Versos de Clarice Lispector
Ao tentar corrigir um erro, eu cometia outro. Sou uma culpada inocente.
É que "quem sou eu?" provoca necessidade. É como satisfazer a necessidade? Quem se indaga é incompleto.
Quem já não se perguntou: sou um monstro ou isto é ser uma pessoa?
Meu anjo da guarda acaba de me dizer que eu tenho que fazer tudo por mim mesma – e foi embora.
O segredo destas flores fechadas é que exatamente no primeiro dia da primavera elas se abrem e se dão ao mundo.
Nós estávamos nos olhando fixamente, e assim ficamos por uns instantes. Éramos um só ser. Esses momentos são o meu segredo.
Quando começa a ficar muito bom eu ou desconfio ou dou um passo para trás.
E uma desilusão. Mas desilusão de quê? se, sem ao menos sentir, eu mal devia estar tolerando minha organização apenas construída? Talvez desilusão seja o medo de não pertencer mais a um sistema. No entanto se deveria dizer assim: ele está muito feliz porque finalmente foi desiludido. O que eu era antes não me era bom. Mas era desse não-bom que eu havia organizado o melhor: a esperança. De meu próprio mal eu havia criado um bem futuro. O medo agora é que meu novo modo não faça sentido? Mas por que não me deixo guiar pelo que for acontecendo? Terei que correr o sagrado risco do acaso. E substituirei o destino pela probabilidade.

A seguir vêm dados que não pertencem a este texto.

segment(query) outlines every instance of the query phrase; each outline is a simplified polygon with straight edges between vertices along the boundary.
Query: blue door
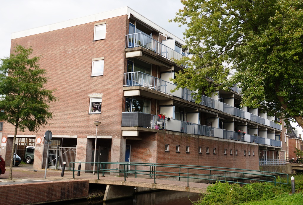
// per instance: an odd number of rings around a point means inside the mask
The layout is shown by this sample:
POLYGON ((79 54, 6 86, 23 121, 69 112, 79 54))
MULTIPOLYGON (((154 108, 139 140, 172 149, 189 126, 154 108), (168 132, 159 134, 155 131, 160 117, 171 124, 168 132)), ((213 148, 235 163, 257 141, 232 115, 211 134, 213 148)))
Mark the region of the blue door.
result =
POLYGON ((129 162, 131 157, 131 145, 127 145, 125 146, 125 162, 129 162))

O fato é que tenho nas minhas mãos um destino e, no entanto, não me sinto com o poder de livremente inventar: sigo uma oculta linha fatal. Sou obrigado a procurar uma verdade que me ultrapassa.
Ser feliz é uma responsabilidade muito grande. Pouca gente tem coragem.
Fui até onde pude, mas como é que não compreendi que aquilo que não alcanço em mim... já são os outros?
De repente as coisas não precisam mais fazer sentido.
O mundo me parece uma coisa vasta demais e sem síntese possível.
Mas tenho medo do que é novo e tenho medo de viver o que não entendo.
Em vida, observo muito, sou ativa nas observações, tenho o senso do ridículo, do bom humor, da ironia, e tomo um partido.
Saudade é um pouco como fome. Só passa quando se come a presença.
Tenho em mim, objeto que sou, um toque de santidade enigmática. Sinto-a em certos momentos vazios e faço milagres em mim mesma: o milagre do transitorial mudar de repente, a um leve toque em mim, a mudar de repente de sentimento e pensamentos, e o milagre de ver tudo claríssimo e oco: vejo a luminosidade sem tema, sem história, sem fatos. Faço grande esforço para não ter o pior dos sentimentos: o de que nada vale nada. E até o prazer é desimportante.
Vou continuar, é exatamente da minha natureza nunca me sentir ridícula, eu me aventuro sempre, entro em todos os palcos.